Note:  This is another piece I wrote for Alive Utah.  I found today, Father's Day to be a fitting day to repeat this story.  Happy Father's Day dad... I love you!

   
It was a beautiful summer day and the flowers were in full blossom while the sun shone happily. Driving down historic Cedar City Main Street, I was a little taken back when I saw her on her four wheeler with her high tech watering mechanisms. Perhaps, to many she went without notice. However, not to me. The sight took me back many years when my two sisters and I were the main street watering girls.
My dear father proudly came marching into our home on 2nd East one evening and announced that he had found a summer job for my sisters and I. I, of course, was eager because in those days I was what you might call an entrepreneur — a new job could become a step above my door to door selling antics of rocks, flowers, and “I like Ike” pins, and I knew that money meant shopping, cute clothes, and summer candy at Cowley Drug. However, I am not sure I was quite ready for this responsibility.
My father, or “Jake” as we affectionately called him, described to us in simple details our job and our wages. We were to arise every morning at six, except on Sundays and water the flowers and trees on Main Street. Now in those days Main Street was not of the artistic nature that it is today, but nonetheless there were still many flowers and trees that needed to be watered. And we were to do it all by hand. By hand, meaning bucket style. Our payment would be $75 each for the entire summer.

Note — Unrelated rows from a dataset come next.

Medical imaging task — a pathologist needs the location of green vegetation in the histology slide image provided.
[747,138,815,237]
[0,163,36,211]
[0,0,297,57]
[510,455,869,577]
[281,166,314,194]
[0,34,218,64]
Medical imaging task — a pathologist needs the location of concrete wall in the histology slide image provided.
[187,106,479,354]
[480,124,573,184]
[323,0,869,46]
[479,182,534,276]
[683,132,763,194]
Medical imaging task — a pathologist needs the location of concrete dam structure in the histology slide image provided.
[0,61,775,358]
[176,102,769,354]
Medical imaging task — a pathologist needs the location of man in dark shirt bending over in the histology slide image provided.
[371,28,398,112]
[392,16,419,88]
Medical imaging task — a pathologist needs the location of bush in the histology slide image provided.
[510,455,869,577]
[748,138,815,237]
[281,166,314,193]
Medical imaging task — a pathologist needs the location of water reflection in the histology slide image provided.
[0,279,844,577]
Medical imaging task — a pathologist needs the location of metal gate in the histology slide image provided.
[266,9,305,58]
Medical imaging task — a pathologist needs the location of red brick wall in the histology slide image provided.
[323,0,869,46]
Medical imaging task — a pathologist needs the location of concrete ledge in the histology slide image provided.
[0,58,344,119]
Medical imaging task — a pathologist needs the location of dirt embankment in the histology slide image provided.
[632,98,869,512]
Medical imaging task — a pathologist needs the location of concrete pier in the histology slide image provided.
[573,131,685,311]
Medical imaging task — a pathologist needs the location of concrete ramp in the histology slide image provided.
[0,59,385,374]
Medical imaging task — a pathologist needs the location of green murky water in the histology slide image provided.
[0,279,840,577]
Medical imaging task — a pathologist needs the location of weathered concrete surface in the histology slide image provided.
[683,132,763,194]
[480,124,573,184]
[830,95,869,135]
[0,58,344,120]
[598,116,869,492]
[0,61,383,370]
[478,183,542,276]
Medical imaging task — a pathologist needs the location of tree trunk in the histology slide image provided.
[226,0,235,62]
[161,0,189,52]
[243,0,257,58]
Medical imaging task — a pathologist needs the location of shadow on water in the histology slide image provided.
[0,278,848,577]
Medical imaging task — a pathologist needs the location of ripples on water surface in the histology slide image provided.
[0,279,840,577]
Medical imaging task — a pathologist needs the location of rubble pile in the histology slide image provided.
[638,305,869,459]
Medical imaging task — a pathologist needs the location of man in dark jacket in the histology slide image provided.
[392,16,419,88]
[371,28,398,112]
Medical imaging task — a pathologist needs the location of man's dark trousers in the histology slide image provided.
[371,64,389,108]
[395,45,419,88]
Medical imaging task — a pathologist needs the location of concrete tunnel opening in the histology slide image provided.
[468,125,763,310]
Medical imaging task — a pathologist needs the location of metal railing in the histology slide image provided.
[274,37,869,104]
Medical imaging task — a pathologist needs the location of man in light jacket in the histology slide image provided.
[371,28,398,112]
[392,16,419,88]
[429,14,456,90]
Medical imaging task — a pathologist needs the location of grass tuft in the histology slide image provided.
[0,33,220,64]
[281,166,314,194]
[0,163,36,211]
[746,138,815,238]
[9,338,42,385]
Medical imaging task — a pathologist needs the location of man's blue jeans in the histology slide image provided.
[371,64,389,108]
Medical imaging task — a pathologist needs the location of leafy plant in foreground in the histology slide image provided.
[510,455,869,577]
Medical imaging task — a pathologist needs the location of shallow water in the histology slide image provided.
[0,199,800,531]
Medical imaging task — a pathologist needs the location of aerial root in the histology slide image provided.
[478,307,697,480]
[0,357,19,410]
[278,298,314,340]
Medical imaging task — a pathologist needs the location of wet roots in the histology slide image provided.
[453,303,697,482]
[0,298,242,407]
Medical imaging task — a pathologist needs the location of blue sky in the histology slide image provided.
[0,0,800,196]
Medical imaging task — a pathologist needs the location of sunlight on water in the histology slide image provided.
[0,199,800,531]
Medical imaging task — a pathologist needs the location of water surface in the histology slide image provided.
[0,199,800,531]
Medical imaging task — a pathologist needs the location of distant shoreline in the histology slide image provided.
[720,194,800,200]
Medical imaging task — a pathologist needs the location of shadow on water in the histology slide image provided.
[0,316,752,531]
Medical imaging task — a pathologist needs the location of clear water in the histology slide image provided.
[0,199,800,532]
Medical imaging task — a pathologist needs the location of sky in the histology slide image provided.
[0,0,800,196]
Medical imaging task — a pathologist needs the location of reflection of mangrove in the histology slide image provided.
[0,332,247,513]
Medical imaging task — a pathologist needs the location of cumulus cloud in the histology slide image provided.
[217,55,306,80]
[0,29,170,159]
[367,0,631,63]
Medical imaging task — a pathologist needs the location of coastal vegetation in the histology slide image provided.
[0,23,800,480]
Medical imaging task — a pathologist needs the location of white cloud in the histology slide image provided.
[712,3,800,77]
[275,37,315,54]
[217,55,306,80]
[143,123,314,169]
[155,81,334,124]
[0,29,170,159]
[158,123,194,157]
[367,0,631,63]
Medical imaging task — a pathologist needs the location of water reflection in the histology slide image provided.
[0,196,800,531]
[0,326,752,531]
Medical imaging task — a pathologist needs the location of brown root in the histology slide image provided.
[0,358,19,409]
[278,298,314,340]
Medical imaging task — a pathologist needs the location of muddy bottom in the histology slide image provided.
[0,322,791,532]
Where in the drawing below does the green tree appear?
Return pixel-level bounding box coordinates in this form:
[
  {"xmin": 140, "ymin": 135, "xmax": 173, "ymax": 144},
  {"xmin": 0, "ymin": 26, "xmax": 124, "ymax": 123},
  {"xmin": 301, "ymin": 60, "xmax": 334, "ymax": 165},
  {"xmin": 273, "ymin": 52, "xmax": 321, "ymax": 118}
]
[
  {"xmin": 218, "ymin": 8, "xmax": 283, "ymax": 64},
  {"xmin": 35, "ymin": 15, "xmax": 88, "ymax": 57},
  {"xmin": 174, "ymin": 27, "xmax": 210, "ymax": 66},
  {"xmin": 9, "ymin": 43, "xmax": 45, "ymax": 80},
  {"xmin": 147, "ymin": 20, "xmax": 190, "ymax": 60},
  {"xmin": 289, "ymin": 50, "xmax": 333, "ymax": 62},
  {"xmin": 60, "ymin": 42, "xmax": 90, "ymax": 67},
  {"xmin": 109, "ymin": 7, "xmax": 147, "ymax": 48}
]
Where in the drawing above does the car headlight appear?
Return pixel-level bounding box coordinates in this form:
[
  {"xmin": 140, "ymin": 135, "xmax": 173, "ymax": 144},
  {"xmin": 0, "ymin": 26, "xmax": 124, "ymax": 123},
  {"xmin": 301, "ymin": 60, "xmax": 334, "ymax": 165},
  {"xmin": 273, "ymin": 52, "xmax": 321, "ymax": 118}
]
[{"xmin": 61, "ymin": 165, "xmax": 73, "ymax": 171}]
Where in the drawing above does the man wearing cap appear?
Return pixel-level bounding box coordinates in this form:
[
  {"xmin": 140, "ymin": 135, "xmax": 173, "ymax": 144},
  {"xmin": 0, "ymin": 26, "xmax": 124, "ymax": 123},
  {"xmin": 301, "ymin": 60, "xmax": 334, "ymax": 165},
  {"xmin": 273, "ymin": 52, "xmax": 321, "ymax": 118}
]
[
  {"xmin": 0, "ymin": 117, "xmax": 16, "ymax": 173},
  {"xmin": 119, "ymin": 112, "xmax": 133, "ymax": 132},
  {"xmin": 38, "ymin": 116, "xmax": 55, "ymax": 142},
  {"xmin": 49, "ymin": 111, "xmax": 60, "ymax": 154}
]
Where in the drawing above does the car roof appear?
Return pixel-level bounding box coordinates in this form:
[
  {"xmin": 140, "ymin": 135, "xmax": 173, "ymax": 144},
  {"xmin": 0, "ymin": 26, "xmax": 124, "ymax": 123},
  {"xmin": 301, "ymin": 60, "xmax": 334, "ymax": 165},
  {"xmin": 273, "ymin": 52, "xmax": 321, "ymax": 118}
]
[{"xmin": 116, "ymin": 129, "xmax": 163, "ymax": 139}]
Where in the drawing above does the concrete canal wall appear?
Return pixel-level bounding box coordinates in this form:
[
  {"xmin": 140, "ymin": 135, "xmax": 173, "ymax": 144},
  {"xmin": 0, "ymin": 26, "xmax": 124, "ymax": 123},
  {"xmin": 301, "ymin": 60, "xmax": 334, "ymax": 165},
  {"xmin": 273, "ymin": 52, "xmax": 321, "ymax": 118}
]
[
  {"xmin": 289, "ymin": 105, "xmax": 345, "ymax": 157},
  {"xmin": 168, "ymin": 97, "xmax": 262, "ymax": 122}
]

I recall bits and pieces of this “experience.” I remember my father rummaging around for the buckets. My favorite one was a simple tin bucket; some of the others were missing handles. And I can still see the pliers in my father’s hand. The pliers were a key tool for our watering job. Dad would access the water at the faucet of each business residence and then we would carry the water from the faucet to the trees and flowers in front of each business. Now when you are ten a bucket in each hand is quite a feat. A balancing act actually. But I did it. My favorite flowers to water were in front of Bulloch and Cowley Drug. Each drug store had a beautiful planter with a built in bench. I remember using the bench once or twice. I also loved the one in front of Cowley Drug because the old rock fountain used to sit there. The water was welcoming on a hot summer morning.
We would start on Main Street at the Old Post Office and go all the way down the east side and then cross over to the west side all the way back to what was then JC Penny and then walk home. Simple right? Every morning at 6 o’clock?
I don’t remember staying up late many nights that summer enjoying the traditional night games. I don’t remember fighting with my sisters or complaining much. Maybe dad could tell a different story. But I do remember dad always being the first one up and I remember how careful I was with those $75.
This past Saturday, we spent the entire day from sun up to sun down with our “fabulous five” working in our yard and at our family’s little car wash. For the most part, it was a pleasant day, but it is work to teach your children to work. However, they do have their impersonations of me down to a “T” as they mimic my instruction process. I laugh with them because they do a great job impersonating me. We accomplished a lot. I tried not lose my patience partly because I remembered my dad never complaining about our summer Main Street watering experience. Growing up, my father never had money in his wallet. I am sure he did not take any “cut” from our summer watering adventure.
When the next summer rolled around after my water girl experience, Dad said he had been approached about watering the flowers on Main Street again. I remember the three of us in unison saying we would rather not. So today the picture of “her” watering the Main Street flowers makes me smile as I drive by remembering my own summer adventure as a “Main Street water girl.” While she may have all the right equipment and she does look “cooler” on her four wheeler than I did with my buckets, I feel a little sorry for the little girl out there who doesn’t get the “moment” with her dad, her tin bucket, and a pair of pliers.